I don’t really want to force students to learn how to make 8 objects move in their program on the second day of class when many of them have no previous exposure to programming.
What if there were a way to automate this? What if I could write a program to take the student’s changes from their individual buggy code and merge them into a single program to simulate the race? Now that would highlight computational thinking.
Here’s how I managed to get this working.
- Students modify their code to simulate the motion of the buggy they studied.
- Students then cut and paste the two lines of code they modified into a google form.
- A python program running on my machine downloaded the form entries from all of the students and then writes a python program that models the race.
Here’s a video of what the merged program looks like that recreates the original experiment with all of the carts on the same table.
Here’s a video of what the race program looks like—the carts have all be turned to move int he same direction and start from the origin.
How this works
Thanks to Josh, I learned about the awesome googlecl (google command line) interface which lets you do almost anything you can do with google apps on the command line. In this case, I’d like to access and download the form data from my google form into a cdv file.

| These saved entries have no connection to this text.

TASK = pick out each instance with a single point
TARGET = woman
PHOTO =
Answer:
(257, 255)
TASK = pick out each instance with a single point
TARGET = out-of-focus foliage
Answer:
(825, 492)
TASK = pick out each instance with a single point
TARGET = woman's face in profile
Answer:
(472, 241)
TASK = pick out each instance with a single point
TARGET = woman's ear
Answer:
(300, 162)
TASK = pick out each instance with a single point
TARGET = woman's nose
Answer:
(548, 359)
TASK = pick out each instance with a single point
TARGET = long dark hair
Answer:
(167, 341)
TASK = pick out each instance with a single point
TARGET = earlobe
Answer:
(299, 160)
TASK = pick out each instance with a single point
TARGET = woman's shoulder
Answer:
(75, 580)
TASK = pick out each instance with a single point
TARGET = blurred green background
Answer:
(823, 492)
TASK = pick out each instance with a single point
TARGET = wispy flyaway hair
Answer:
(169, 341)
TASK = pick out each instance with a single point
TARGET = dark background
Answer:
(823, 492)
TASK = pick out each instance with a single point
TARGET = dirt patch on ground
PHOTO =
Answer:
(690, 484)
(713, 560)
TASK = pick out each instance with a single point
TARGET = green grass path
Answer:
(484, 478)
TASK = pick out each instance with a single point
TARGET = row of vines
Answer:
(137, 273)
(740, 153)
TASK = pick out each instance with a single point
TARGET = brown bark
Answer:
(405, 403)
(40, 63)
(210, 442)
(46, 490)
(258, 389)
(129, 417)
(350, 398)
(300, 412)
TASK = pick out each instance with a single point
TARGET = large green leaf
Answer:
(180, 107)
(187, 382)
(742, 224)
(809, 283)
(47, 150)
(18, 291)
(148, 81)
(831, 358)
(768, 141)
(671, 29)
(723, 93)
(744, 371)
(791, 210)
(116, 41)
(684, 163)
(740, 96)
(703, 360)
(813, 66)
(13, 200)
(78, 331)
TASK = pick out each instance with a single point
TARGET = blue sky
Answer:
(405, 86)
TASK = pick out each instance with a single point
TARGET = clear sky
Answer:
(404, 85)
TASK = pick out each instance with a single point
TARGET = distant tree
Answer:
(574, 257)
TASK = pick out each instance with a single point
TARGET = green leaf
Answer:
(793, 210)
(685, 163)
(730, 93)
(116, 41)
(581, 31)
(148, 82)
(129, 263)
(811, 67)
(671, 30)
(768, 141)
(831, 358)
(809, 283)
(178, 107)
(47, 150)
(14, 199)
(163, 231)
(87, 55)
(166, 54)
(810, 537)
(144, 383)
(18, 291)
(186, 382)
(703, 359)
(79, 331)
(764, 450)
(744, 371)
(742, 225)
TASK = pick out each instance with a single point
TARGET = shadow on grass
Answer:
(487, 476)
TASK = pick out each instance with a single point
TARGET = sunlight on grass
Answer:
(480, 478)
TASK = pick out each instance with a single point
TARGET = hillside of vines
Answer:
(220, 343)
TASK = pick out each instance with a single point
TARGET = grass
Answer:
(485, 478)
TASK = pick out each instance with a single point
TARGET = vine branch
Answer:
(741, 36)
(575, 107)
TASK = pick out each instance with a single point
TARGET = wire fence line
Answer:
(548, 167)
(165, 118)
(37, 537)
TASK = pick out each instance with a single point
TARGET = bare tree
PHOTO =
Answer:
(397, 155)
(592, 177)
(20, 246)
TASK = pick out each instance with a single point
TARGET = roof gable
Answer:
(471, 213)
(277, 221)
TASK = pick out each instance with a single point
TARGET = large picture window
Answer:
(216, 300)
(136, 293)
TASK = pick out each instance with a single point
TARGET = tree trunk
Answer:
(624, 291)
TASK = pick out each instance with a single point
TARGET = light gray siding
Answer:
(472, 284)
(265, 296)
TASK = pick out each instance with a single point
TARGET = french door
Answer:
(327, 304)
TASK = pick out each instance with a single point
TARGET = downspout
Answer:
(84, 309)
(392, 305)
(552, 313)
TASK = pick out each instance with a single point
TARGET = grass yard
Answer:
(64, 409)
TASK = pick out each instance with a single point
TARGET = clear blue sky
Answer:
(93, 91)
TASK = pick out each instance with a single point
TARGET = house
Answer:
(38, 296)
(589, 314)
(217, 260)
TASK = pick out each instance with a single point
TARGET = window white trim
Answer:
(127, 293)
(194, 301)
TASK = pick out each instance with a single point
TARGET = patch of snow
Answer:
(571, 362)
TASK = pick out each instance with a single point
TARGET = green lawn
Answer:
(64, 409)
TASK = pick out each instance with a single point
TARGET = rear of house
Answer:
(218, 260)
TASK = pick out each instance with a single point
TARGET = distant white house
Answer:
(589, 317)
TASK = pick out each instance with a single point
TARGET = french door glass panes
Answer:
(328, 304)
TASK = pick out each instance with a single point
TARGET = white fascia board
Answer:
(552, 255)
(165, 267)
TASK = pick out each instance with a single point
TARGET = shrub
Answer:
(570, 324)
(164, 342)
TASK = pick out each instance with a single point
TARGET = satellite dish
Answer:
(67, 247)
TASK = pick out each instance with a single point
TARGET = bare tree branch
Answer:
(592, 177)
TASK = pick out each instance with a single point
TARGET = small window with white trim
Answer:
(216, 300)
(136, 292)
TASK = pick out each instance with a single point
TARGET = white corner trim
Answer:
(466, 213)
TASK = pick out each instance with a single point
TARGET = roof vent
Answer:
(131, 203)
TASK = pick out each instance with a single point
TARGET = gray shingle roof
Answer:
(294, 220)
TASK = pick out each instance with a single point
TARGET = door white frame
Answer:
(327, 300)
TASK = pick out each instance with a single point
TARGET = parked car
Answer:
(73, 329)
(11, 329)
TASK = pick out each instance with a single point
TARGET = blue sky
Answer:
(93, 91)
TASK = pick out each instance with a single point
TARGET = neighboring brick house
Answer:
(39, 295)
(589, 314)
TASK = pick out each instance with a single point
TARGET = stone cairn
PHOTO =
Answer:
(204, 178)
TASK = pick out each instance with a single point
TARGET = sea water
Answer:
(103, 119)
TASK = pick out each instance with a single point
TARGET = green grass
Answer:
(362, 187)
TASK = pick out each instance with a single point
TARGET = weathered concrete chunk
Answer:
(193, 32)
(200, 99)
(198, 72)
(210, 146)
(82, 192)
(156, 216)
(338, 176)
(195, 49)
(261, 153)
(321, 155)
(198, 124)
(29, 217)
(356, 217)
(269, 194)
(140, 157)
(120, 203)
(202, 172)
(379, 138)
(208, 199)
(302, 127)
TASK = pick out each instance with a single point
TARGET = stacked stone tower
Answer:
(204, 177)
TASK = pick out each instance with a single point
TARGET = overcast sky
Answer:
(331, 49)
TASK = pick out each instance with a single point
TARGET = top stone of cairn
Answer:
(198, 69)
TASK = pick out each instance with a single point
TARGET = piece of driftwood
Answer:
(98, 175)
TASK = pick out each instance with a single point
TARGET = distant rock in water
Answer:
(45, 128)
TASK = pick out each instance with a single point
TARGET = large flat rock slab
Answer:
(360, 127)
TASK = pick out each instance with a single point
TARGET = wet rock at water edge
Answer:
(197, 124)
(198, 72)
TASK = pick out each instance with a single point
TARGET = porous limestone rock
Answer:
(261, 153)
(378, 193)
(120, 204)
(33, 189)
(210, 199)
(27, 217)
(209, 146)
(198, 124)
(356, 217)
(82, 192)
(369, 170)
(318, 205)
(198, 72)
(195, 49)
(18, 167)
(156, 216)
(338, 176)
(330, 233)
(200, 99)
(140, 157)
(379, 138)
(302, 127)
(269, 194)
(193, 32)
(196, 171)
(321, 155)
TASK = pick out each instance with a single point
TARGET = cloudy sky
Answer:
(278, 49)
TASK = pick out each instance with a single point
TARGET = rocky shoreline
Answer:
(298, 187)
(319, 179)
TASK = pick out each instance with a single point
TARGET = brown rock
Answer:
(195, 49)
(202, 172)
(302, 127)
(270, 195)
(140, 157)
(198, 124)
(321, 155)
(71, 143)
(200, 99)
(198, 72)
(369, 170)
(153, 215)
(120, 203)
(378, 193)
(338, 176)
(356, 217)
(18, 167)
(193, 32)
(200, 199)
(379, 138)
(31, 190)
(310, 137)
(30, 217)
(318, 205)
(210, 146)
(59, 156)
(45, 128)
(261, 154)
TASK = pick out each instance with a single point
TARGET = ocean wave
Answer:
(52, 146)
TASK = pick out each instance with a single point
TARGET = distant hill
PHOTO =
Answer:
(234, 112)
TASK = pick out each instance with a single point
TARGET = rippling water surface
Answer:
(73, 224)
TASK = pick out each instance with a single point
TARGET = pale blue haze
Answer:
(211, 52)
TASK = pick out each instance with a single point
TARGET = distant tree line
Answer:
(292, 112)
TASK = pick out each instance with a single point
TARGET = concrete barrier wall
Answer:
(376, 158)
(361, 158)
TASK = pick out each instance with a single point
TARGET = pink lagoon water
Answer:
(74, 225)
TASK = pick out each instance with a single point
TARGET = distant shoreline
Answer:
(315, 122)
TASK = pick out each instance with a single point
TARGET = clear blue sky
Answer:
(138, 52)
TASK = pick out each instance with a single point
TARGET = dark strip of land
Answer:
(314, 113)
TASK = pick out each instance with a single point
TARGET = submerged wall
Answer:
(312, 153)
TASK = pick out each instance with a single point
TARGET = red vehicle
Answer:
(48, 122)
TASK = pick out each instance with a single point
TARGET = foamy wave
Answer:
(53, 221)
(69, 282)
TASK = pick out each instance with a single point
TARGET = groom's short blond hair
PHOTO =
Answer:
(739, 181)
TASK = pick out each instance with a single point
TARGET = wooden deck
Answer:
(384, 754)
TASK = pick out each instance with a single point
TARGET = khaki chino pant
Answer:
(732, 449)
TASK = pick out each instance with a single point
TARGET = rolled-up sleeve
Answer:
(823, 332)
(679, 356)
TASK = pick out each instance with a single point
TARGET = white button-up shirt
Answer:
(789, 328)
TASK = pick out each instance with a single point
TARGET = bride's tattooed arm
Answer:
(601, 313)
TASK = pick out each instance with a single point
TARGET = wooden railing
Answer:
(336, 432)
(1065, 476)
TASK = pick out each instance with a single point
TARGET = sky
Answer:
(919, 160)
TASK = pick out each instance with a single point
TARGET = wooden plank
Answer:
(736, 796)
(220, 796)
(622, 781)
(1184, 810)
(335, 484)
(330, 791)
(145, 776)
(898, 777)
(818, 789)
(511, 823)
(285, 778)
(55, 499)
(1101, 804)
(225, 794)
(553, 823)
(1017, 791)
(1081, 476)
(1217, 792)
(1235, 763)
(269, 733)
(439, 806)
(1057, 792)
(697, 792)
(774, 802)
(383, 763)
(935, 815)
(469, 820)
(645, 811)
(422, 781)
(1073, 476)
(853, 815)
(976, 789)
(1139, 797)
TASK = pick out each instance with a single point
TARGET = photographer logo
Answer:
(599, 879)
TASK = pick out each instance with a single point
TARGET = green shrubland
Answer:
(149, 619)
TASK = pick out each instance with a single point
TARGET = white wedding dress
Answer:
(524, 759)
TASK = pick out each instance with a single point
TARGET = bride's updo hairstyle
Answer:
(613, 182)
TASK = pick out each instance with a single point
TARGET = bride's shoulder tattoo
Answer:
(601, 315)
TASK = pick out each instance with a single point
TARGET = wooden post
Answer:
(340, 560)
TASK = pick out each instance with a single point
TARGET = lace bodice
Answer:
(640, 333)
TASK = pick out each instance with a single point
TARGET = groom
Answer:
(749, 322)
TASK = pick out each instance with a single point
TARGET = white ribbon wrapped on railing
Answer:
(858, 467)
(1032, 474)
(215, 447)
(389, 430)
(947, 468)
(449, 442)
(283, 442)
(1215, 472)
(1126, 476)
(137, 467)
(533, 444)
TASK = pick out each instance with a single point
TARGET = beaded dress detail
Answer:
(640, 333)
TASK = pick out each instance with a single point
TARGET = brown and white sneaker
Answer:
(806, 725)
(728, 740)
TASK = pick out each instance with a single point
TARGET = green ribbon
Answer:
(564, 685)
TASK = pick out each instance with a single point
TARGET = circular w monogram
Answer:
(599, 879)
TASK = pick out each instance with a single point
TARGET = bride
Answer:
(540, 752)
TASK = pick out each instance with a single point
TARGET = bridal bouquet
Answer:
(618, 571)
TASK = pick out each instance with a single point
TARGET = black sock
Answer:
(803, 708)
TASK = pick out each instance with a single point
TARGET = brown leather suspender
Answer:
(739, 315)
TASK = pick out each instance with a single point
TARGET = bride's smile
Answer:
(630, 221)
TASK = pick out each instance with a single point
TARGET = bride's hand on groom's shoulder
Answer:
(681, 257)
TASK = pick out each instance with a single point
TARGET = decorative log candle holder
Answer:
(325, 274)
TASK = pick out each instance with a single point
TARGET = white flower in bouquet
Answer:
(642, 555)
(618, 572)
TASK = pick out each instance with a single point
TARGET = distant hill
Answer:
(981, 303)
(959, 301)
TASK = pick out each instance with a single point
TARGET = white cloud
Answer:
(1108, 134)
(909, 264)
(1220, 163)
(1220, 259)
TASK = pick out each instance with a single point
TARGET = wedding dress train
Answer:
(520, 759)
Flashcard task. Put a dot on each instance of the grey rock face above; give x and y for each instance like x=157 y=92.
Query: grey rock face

To do this you must first install googlecl, which also requires you install the Google data python client, gdata. This took a bit of fiddling, as I found some incompatibilities between various versions of googlecl and data, but eventually, I found googlecl-0.9.13 and data 2.0.14 are compatible.
With this installed you can now have python make a system call along the following lines:
os.system('/Applications/googlecl-0.9.13/build/scripts-2.7/google docs get CVPMProgramResponses --format csv /Users/jburk/Dropbox/_archive/_Teaching/_SAS\ Teaching/Courses/Honors\ Physics\ 13-14/01-CVPM/Python')
This is simply telling the os to run the googlecl app, and has it get the responses from the google doc CVPMProgramResponses in csv format and then save the on my machine.
After that, I wrote a python program to generate the two programs. I’ve put all of the necessary python files in this github repo. Be forewarned—this is mostly hacked spaghetti code I wrote to get the program working like I wanted.
A gentle introduction
My hope is that this will be a short 5-10 minute introduction to VPython. Students will see that they can modify large programs and observe how easy it is to manipulate objects in VPython. They’ll also get a taste of the real power of computing to merge all of our programs into a single program and create a more simulation that they can then play with and analyze.